The Scottish director Jon S. Baird (Filth, Stan & Ollie) and the screenwriter Noah Pink (Genius) are two of the lead creatives behind this energetic, new retelling of the Tetris story, which attempts to cram the complex licensing tale into the format of a two-hour movie.
Rogers, at first, was sceptical whether they could pull it off, being particularly worried about some of the Hollywood-isms that had been added in order to heighten the drama of the story. Nevertheless, he seems to be more than on board now, putting aside any initial concerns after multiple viewings.
"I've watched it five times," Rogers excitedly tells us. "I think the movie is brilliant. It’s a movie-movie. I was terrified the first time because I read the script, and in the script, there’s a lot of Hollywoodish stuff in there, but in order to get the audience through a year-and-a-half of negotiations and God knows what else, they had to speed things up. And I’m amazed they could actually get the complicated story – like the licensing rights, who wants what, and so on – across in such a short time. But they did a brilliant job.
"They developed the characters. All of the characters. Not just me, not just my interpreter, every character in there. Robert Maxwell, Kevin Maxwell, all of these characters, they’re developed to make them a certain way. And you have to get that across in a very short time, what person is this, so there are all these little character-building things in there to show. Even me. You know, I’m like, ‘I never did that.’ But oh, okay, I did something just as stupid – it just took longer."
Besides some of these Hollywood-isms, including a high-speed car chase (created via CGI) and Howard Lincoln's overdramatic unveiling of the Nintendo Game Boy, Rogers also had some concerns about the actor chosen to portray him. In the film, the English actor Taron Egerton takes on the role of Rogers, with Nikita Yefremov playing Pajitnov and Toby Jones and Anthony Boyle portraying Robert Stein and Kevin Maxwell, respectively.
Egerton had previously played Elton John and Eddie the Eagle in biopics modelled after their lives, demonstrating somewhat of a knack for creating convincing performances based on real people. However, according to Rogers, he wasn't immediately convinced that he was the right person for the role: mainly because he looks nothing like him.

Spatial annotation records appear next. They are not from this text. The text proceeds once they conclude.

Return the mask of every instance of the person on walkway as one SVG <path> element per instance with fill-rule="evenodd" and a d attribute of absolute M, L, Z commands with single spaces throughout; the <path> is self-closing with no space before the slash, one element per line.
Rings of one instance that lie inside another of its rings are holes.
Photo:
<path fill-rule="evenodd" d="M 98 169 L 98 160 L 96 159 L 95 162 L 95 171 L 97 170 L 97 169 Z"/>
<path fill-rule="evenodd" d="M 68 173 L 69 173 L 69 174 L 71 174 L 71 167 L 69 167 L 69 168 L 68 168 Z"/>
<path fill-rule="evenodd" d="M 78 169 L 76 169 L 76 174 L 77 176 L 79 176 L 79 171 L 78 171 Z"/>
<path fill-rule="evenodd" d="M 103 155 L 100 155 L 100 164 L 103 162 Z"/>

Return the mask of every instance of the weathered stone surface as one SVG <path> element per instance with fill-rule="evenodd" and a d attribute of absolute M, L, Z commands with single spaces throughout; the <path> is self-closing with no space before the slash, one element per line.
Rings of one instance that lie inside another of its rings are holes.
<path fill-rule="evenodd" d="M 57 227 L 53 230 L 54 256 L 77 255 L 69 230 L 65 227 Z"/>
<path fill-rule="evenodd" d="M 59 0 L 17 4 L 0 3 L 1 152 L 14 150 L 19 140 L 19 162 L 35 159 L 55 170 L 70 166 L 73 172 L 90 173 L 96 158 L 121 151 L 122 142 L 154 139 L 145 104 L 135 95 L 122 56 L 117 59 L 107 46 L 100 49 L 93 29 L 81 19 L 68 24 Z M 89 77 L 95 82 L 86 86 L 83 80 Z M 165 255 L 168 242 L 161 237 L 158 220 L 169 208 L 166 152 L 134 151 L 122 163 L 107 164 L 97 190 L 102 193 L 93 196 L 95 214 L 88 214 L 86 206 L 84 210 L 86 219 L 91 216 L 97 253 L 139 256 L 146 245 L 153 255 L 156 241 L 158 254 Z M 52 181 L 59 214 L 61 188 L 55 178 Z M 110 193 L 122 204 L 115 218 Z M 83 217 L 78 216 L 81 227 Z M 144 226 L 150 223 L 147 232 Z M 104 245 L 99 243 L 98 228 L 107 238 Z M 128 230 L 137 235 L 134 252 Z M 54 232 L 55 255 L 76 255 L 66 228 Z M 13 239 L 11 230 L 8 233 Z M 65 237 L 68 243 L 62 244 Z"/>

"My initial thought was this guy doesn’t look anything like me," Rogers tells us, laughing. "But he's a great actor. I’d already seen him play Elton John, and I went to see The Kingsman. He’s brilliant in The Kingsman – Oh my god! He’s like Jason Bourne or something. So, I said, ‘Wow, this is going to be an exciting movie.’"
Rogers met with the actor on Zoom to let Egerton get to know him a little better and offered some more information about his life. And consulting with Egerton wasn't his only input into the film. Together with Pajitnov, the pair gave the filmmakers insight into what Russia was like to visit at the time, hoping it would pay off in the finished movie.
"I really wanted to get them to get the feeling of the Soviet Union across," says Rogers. "Because it is kind of like going to North Korea today and sneaking into a ministry. You could easily end up in prison or breaking some law. And the people in the ministry and Alexey were all breaking laws by talking to me, so under those conditions, all of us are breaking laws and somehow, I managed to escape without ending up in a Gulag. I think that was brilliant the way they got it across. Of course, they’re squeezing a year and a half of my life into two hours, so they have to speed things up a lot. It was like watching my life in fast forward."
If you want to watch Tetris, it will be available to stream on Apple TV+ from the 31st March.